16 March 2015 | News | By BioSpectrum Bureau
FDA issues guidelines for reusable medical devices
The guidleline recommends that manufacturers consider reprocessing challenges early in device design
The US Food and Drug Administration (US FDA) has announced new actions to enhance the safety of reusable medical devices.
The FDA's guidance document, titled "Reprocessing Medical Devices in Health Care Settings: Validation Methods and Labeling", includes recommendations medical device manufacturers should follow pre-market and post-market for the safe and effective use of reprocessed devices.
As part of its regulatory review for reusable medical devices, the FDA reviews the manufacturer's reprocessing instructions to determine whether they are appropriate and able to be understood and followed by end users. The guidance lists six criteria that should be addressed in the instructions for use with every reusable device to ensure users understand and correctly follow the reprocessing instructions.
It also recommends that manufacturers consider reprocessing challenges early in device design. Manufacturers will be expected to conduct validation testing to show with a high degree of assurance that their cleaning and disinfection or sterilization instructions will consistently reduce microbial contamination.

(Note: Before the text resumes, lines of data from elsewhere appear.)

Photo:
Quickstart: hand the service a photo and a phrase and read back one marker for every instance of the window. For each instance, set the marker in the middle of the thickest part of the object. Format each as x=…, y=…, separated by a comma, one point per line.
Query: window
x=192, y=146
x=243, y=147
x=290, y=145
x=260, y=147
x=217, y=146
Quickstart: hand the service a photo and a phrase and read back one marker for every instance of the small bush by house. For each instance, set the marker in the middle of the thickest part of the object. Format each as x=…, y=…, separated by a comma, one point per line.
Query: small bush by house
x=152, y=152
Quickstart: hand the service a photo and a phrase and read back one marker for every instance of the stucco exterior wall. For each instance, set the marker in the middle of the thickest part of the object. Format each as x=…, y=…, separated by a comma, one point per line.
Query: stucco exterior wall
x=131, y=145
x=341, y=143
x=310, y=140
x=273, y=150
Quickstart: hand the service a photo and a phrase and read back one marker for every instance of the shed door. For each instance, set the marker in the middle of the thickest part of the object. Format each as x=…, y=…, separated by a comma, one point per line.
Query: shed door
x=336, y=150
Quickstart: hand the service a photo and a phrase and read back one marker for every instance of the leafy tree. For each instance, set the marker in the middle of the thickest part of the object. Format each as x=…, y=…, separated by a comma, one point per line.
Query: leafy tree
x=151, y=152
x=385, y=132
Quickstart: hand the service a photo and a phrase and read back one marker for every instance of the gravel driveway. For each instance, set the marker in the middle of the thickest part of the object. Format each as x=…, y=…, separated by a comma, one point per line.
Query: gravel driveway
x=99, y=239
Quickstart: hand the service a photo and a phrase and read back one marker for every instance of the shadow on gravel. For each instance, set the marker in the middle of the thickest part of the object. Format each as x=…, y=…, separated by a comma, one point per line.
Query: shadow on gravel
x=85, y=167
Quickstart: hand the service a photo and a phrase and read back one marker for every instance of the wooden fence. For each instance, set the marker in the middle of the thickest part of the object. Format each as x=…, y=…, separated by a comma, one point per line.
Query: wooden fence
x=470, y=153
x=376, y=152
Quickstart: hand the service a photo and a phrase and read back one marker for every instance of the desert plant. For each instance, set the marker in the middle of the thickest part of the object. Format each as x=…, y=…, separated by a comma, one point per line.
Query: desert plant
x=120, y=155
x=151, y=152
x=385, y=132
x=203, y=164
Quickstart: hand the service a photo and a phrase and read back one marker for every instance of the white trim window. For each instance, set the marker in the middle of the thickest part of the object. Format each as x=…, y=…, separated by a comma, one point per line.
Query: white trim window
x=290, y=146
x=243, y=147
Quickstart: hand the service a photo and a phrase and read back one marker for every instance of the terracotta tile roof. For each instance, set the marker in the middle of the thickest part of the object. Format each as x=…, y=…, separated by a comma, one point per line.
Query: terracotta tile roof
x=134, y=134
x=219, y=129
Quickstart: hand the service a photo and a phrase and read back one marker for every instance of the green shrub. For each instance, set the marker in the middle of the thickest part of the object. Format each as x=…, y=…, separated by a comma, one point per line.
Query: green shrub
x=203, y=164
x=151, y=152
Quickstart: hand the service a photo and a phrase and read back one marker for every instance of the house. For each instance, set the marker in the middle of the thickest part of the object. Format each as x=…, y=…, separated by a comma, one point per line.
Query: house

"Despite the recent concerns about multi-drug resistant bacteria infections associated with duodenoscopes, patients and health care providers should know that the risk of acquiring an infection from a reprocessed medical device is low," said Dr William Maisel, deputy director for science and chief scientist at the FDA's Center for Devices and Radiological Health.
He added, "This guidance is an important step toward further enhancing the safety margin by outlining for manufacturers the steps they should undertake to make their reprocessing instructions effective and clear to the healthcare community that uses them. Doing so should provide greater assurance to patients that the devices used on them are safe and effective."
The final guidance provides more clarity about testing protocols and data needs to be submitted to the agency for a pre-market submission.